Moving Data Between Hadoop and RDBMSs

Apache Hadoop has been a great innovation for storing large amounts of unstructured data, but users still need to reference data from existing RDBMS based systems.  Addressing this topic in “From Oracle to Hadoop: Unlocking Hadoop for Your RDBMS with Apache Sqoop and Other Tools,” a session at the Strata + Hadoop World conference,  Guy Harrison, executive director of Research and Development at Dell Software, David Robson, principal technologist at Dell Software, and Kathleen Ting, a technical account manager at Cloudera and a co-author of O’Reilly’s Apache Sqoop Cookbook, looked at how to transfer data efficently between Hadoop and an RDBMS using Sqoop.

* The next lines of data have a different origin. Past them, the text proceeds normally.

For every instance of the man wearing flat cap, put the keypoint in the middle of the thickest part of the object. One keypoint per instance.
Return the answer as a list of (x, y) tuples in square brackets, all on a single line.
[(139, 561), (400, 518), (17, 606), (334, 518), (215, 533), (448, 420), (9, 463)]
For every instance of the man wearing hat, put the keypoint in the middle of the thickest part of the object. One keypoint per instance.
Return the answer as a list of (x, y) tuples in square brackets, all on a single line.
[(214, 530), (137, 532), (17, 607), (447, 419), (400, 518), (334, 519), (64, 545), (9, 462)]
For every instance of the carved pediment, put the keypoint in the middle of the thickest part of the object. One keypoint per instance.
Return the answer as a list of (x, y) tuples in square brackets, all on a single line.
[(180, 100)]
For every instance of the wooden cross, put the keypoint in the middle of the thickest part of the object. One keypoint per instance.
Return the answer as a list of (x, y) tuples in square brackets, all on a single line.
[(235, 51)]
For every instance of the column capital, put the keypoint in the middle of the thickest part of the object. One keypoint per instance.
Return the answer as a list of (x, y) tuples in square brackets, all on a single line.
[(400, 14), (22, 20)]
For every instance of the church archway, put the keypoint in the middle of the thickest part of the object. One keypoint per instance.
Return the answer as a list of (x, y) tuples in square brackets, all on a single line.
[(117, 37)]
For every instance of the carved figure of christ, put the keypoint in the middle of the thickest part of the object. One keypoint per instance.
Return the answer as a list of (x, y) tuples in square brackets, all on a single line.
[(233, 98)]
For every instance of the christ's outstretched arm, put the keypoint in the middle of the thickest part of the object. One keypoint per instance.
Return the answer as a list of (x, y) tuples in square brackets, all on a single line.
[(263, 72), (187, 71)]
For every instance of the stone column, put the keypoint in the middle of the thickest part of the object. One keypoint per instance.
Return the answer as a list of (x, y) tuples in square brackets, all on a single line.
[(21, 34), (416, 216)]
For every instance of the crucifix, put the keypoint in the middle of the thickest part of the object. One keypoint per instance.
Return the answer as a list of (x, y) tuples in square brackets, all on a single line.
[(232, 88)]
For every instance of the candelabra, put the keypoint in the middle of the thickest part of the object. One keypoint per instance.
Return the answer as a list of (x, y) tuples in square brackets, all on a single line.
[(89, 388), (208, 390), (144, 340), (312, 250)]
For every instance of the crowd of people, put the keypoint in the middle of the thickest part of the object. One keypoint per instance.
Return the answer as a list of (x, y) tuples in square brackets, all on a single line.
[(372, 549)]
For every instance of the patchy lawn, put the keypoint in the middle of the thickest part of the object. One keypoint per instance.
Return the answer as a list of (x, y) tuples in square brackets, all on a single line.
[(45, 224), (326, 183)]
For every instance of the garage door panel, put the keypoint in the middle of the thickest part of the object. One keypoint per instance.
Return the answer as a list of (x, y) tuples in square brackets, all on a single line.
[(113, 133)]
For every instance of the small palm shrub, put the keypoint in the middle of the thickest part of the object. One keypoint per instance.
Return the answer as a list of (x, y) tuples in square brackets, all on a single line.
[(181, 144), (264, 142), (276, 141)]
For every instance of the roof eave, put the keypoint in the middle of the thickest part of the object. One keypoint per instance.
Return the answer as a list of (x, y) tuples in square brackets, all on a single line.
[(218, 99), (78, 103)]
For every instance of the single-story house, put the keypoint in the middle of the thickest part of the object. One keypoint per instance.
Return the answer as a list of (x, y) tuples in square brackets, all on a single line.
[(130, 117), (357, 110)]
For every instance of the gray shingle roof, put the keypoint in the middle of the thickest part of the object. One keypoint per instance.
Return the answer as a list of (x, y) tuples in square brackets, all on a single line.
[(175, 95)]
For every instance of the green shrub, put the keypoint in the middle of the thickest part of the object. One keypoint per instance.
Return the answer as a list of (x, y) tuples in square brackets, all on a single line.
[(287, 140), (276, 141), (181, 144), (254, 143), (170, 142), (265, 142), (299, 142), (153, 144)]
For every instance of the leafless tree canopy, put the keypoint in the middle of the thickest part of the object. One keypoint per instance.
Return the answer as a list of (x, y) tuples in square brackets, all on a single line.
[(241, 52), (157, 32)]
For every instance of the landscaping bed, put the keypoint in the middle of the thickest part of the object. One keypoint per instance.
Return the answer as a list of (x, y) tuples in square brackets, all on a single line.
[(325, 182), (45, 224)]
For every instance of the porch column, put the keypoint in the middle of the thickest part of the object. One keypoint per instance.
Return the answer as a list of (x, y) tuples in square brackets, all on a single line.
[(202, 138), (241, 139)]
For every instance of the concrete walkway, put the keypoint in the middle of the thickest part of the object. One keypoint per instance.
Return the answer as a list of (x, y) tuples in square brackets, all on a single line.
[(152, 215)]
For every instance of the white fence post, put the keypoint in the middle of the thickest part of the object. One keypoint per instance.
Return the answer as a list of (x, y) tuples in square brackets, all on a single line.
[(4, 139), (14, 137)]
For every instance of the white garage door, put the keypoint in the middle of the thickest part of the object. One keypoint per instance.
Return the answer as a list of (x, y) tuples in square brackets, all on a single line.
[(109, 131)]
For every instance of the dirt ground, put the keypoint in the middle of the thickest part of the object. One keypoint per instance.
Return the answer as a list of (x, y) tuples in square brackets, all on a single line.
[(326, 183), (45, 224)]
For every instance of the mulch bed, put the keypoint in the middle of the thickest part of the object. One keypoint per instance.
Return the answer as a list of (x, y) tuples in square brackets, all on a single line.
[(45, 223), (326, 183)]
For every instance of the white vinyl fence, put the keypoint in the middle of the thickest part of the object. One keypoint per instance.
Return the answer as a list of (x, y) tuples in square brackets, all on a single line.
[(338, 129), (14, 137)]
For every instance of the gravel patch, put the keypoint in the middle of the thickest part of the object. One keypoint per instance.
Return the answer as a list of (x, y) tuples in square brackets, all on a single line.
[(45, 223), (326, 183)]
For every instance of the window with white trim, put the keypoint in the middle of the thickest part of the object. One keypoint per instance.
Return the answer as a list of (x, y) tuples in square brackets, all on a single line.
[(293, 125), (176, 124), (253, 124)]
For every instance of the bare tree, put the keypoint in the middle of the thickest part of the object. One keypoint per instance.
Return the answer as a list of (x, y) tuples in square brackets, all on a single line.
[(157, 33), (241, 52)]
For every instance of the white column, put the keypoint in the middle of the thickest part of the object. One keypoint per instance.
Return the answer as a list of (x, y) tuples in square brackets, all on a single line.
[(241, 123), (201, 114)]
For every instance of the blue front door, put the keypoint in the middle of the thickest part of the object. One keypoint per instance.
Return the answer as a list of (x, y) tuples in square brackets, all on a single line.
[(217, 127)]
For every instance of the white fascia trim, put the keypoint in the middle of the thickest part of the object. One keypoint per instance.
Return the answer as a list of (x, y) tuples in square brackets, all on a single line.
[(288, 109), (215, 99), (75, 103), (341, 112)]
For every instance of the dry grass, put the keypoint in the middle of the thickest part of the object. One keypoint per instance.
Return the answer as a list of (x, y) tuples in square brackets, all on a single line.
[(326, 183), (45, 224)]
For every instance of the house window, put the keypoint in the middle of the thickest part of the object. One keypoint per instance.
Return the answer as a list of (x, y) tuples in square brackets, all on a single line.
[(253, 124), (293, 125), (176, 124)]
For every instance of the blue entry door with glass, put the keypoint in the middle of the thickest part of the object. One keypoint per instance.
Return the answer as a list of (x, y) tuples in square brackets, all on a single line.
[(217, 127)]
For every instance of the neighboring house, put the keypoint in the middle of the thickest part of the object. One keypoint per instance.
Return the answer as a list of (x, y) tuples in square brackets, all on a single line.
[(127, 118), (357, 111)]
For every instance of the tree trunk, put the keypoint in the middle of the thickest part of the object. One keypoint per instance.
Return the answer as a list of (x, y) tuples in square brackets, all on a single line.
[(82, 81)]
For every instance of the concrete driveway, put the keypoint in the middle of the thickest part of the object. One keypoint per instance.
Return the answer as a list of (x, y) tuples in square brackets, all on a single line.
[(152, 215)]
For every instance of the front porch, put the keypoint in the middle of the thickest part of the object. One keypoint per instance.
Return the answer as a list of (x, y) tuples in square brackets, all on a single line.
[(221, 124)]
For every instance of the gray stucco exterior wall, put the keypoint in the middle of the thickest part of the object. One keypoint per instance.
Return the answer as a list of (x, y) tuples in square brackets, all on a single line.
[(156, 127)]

Observing that Dell is the largest independent vendor of database tools, with its Quest Software acquisition a few years ago, Harrison noted that relational technology has reigned supreme for over two decades. However, he said, it is unlikely that we will return to a one-size-fits-all approach to data management and, going forward, Hadoop and RDBMSs will have to work together.  Apache Sqoop, he said, is designed to solve the problem of moving data in bulk between Hadoop and SQL databases.

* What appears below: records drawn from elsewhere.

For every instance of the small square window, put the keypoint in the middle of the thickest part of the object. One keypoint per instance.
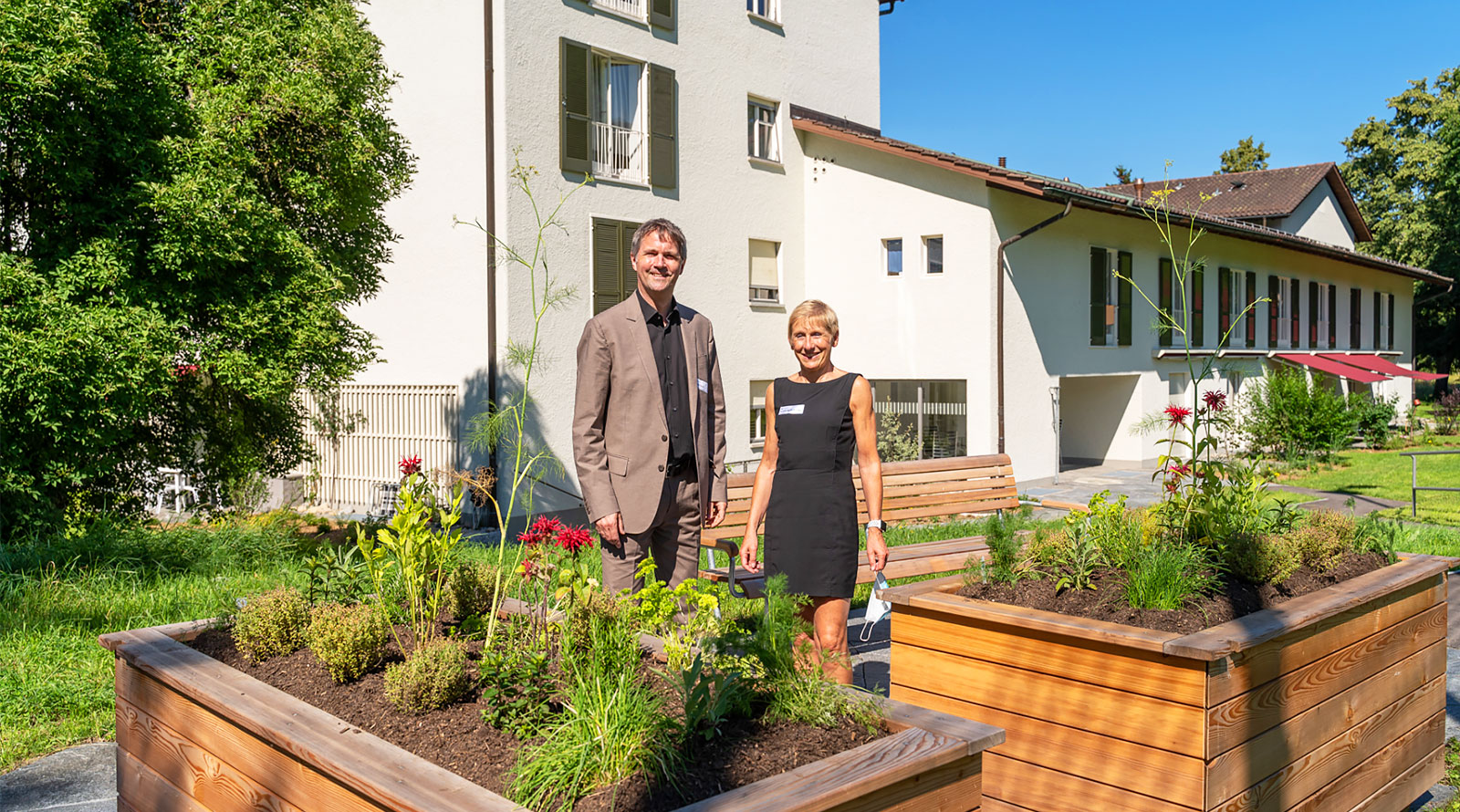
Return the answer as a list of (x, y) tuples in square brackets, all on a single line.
[(892, 250), (933, 252)]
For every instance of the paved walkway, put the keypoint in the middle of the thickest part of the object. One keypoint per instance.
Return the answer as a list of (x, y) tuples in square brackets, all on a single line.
[(84, 778)]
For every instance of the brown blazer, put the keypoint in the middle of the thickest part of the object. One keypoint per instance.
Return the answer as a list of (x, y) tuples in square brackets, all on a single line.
[(620, 432)]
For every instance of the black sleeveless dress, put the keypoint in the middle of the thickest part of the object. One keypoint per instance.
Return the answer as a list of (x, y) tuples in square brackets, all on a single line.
[(810, 525)]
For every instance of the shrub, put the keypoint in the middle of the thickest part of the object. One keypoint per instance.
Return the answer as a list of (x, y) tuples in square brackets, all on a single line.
[(433, 676), (1294, 418), (348, 640), (471, 590), (272, 624)]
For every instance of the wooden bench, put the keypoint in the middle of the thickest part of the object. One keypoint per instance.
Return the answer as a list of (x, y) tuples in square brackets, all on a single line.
[(910, 490)]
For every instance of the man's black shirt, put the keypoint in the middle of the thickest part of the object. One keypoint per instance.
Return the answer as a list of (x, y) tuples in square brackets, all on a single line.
[(668, 340)]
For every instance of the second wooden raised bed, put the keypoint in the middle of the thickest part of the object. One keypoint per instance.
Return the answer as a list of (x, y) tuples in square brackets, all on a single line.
[(1333, 702), (194, 734)]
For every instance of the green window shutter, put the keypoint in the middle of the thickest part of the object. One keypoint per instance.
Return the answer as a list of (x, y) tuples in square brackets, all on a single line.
[(1391, 342), (630, 279), (1355, 318), (1313, 314), (1274, 284), (608, 265), (1100, 277), (574, 77), (1224, 303), (1250, 310), (1197, 306), (1296, 291), (1164, 301), (662, 128), (1376, 318), (1123, 263), (662, 14)]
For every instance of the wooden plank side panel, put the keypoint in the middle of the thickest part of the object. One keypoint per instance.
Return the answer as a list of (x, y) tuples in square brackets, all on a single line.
[(141, 787), (194, 770), (1291, 651), (276, 771), (1048, 790), (1380, 770), (1246, 764), (1100, 710), (1260, 709), (1088, 755), (1097, 663), (1330, 760)]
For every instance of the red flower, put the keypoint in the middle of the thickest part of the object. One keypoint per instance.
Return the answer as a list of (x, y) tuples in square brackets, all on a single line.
[(1177, 413), (573, 539)]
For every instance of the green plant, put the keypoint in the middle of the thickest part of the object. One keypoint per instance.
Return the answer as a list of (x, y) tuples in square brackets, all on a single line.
[(412, 556), (348, 639), (433, 676), (1167, 576), (272, 624)]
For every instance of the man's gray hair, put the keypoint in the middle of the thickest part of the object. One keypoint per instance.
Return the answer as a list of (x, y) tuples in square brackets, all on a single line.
[(664, 228)]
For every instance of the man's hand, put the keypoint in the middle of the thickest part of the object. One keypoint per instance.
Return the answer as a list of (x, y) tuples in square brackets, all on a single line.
[(717, 515), (610, 529)]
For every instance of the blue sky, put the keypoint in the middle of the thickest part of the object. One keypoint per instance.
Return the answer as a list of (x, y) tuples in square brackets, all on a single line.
[(1073, 88)]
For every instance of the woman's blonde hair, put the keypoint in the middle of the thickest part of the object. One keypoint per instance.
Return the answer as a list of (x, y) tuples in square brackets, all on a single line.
[(818, 313)]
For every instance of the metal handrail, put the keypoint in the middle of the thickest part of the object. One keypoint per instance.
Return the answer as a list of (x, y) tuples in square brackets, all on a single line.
[(1413, 478)]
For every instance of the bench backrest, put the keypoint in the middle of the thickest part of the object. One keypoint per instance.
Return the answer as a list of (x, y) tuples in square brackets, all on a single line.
[(910, 490)]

Covering the key attributes of Apache Sqoop, the presenters said that Sqoop 1.4.5 now provides a direct parameter option for Oracle with 5x-20x performance improvement on Oracle table imports.

Going forward, the design goals of Sqoop 2.0 are ease of use with a REST API and Java API, ease of security with separation of responsibilities, and ease of extensibility with a Connector SDK, and a focus on pluggability, said Ting, Sqoop 2.0, she added, is going to take Sqoop to “a whole new level” in terms of security, ease of use and extensibility.